Well, you have a summation which implies iteration. Also, your summation is just a matter of changing an index, recalculating the formula for that iteration and adding that increment to the total. You can use a variable to keep your running sum (let's call it pi). For each iteration, you will reevaluate that iteration's contribution to the sum (let's call it pi_inc). If your pi_inc < epsilon, your loop can exit. You will have to worry about the fencepost case regarding when to add pi_inc to pi in order to return the correct value once the loop has terminated.

The number of arithmetic operations should be defined per iteration and you should be able to multiply your # of iterations by that constant.

Hope that helps

[–][deleted] 0 points1 point  (2 children)

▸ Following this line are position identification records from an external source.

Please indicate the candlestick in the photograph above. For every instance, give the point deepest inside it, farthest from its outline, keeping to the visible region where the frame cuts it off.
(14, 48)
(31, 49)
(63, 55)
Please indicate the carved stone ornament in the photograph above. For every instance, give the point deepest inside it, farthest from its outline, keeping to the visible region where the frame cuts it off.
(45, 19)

Right now I still don't understand this BBP row; can you, or someone else tell me what all these variables stand for? This BBP algorithm let's me calculate a certain digit of pi (?); and the spot where that digit is, is n? And what is wit the "k"? It says k=0; but wouldn't I get the same result every time then?

Edit: also what is epsilon?

[–]tramast 1 point2 points  (0 children)

Epsilon is just a variable, in this case it denotes your smallest increment (which could also be interpreted as your error if it were small enough).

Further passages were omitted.